When Zillow Group abandoned its online buying of homes in November, investors walked. Zillow’s exit, however, also knocked half off the stocks of Opendoor Technologies and Offerpad Solutions , two pioneers of the use of algorithms to buy homes—so-called iBuying. We wrote then that at $15, Opendoor shares were a reasonable bet on more home sellers accepting Opendoor’s instant online offers.
We were overly optimistic—at least about the stock. By this past week, Opendoor (ticker: OPEN) had sunk to $4.50 under the weight of a bear market, rising mortgage rates, and slowing home sales. But we remain sanguine about its prospects.
At the current price, Opendoor is valued at around $3 billion, which isn’t much more than the cash on its balance sheet, or alternatively, its book value. By turning over its inventory of homes roughly once a quarter, the company has reliably produced a per-home profit of around 5%. After years of start-up losses, it now makes operating profits and had its first net profit this year.
Analysts surveyed by FactSet expect Opendoor to generate over $400 million in earnings before interest, taxes, depreciation, and amortization, or Ebitda, plus stock compensation, on sales of about $18 billion this year. Since the start of 2021, Opendoor has more than doubled the number of metro markets in which it operates, to more than 50. Continued expansion should lift sales to near $26 billion and Ebitda to $675 million by 2024, says J.P. Morgan’s Dae Lee, who launched coverage on Thursday with a Buy rating and a $9 target.
Opendoor President Andrew Low Ah Kee says the company can reasonably aspire to a 4% share in 100 housing markets, which would bring revenue to $50 billion.
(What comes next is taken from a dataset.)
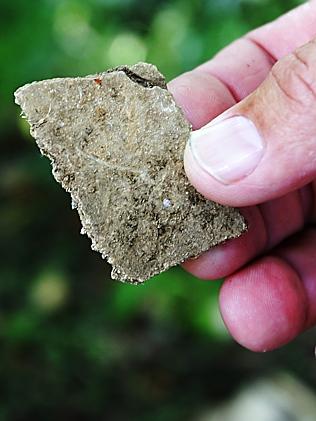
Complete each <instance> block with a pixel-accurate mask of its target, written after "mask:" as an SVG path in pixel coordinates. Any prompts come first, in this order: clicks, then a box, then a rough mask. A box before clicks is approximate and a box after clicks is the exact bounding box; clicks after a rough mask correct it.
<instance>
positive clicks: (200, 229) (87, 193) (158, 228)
mask: <svg viewBox="0 0 316 421" xmlns="http://www.w3.org/2000/svg"><path fill="white" fill-rule="evenodd" d="M15 100H16V103H17V104H19V105H20V106H21V108H22V111H23V113H24V115H25V116H26V118H27V120H28V121H29V123H30V125H31V134H32V136H33V137H34V138H35V139H36V142H37V144H38V146H39V148H40V150H41V152H42V154H44V155H46V156H48V157H49V158H50V160H51V162H52V167H53V175H54V177H55V178H56V180H57V181H58V182H59V183H61V185H62V186H63V187H64V188H65V189H66V190H67V191H68V192H70V194H71V197H72V203H73V207H75V208H77V210H78V212H79V216H80V219H81V222H82V226H83V228H82V232H83V233H86V234H87V235H88V236H89V237H90V239H91V240H92V248H93V249H94V250H97V251H99V252H100V253H101V254H102V256H103V257H105V258H107V260H108V261H109V263H111V264H112V266H113V270H112V277H113V278H114V279H119V280H121V281H128V282H132V283H140V282H143V281H145V280H146V279H148V278H150V277H151V276H153V275H155V274H158V273H160V272H162V271H164V270H166V269H168V268H169V267H171V266H174V265H177V264H179V263H180V262H183V261H184V260H185V259H187V258H189V257H195V256H198V255H199V254H201V253H202V252H203V251H205V250H207V249H209V248H210V247H212V246H215V245H217V244H219V243H221V242H223V241H225V240H227V239H230V238H235V237H238V236H239V235H240V234H241V233H242V232H244V231H245V229H246V224H245V221H244V219H243V217H242V216H241V215H240V214H239V212H238V211H237V210H235V209H232V208H229V207H224V206H221V205H218V204H216V203H214V202H211V201H208V200H206V199H204V198H203V197H202V196H201V195H200V194H199V193H197V192H196V190H195V189H194V188H193V187H192V186H191V185H190V183H189V181H188V179H187V178H186V175H185V173H184V169H183V152H184V147H185V144H186V142H187V140H188V138H189V136H190V132H191V126H190V124H189V123H188V122H187V121H186V119H185V117H184V115H183V113H182V111H181V109H180V108H179V107H178V106H177V105H176V103H175V101H174V99H173V97H172V95H171V93H170V92H168V90H167V89H166V83H165V79H164V77H163V76H162V75H161V74H160V73H159V72H158V70H157V68H156V67H155V66H153V65H150V64H146V63H138V64H136V65H134V66H131V67H128V66H121V67H118V68H116V69H113V70H110V71H107V72H104V73H100V74H97V75H92V76H87V77H78V78H63V79H60V78H59V79H51V80H46V81H42V82H34V83H31V84H28V85H25V86H23V87H21V88H19V89H18V90H17V91H16V93H15Z"/></svg>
Lenders have backed that expansion with nonrecourse loans secured by the company’s housing inventory.
Home sellers had it good the past few years, as prices rapidly appreciated. Opendoor, which went public in late 2020, and its peers benefited, too. But price appreciation has slowed, and Opendoor now faces questions about whether its computer-calculated home pricing can succeed without a rising housing market.
Opendoor says its pricing models have performed better every year. Along with the multiple-listing databases analyzed by all real estate agents, the company has data from its own activities involving millions of homes. Computer models inform each step of the resale process, from price setting to evaluating offers. Traditional real estate agents pride themselves on their subjective judgment, but Opendoor’s portfolio managers benefit from a systematic discipline.
Opendoor Chief Investment Officer Daniel Morillo says that a recession will slow transaction volume. But, he says, through a dozen slowdowns in the past 50 years, the average U.S. home only dropped in price a few years after the 2008 financial crisis—and then, by just 3%, in the worst quarter. Consumer debt levels and the supply of homes are different now.
Investors have lost patience with growing businesses that aren’t yet profitable. J.P. Morgan’s Lee expects Opendoor to show about 15 cents a share in profits this year (excluding noncash costs like stock options), rising above 40 cents in 2024.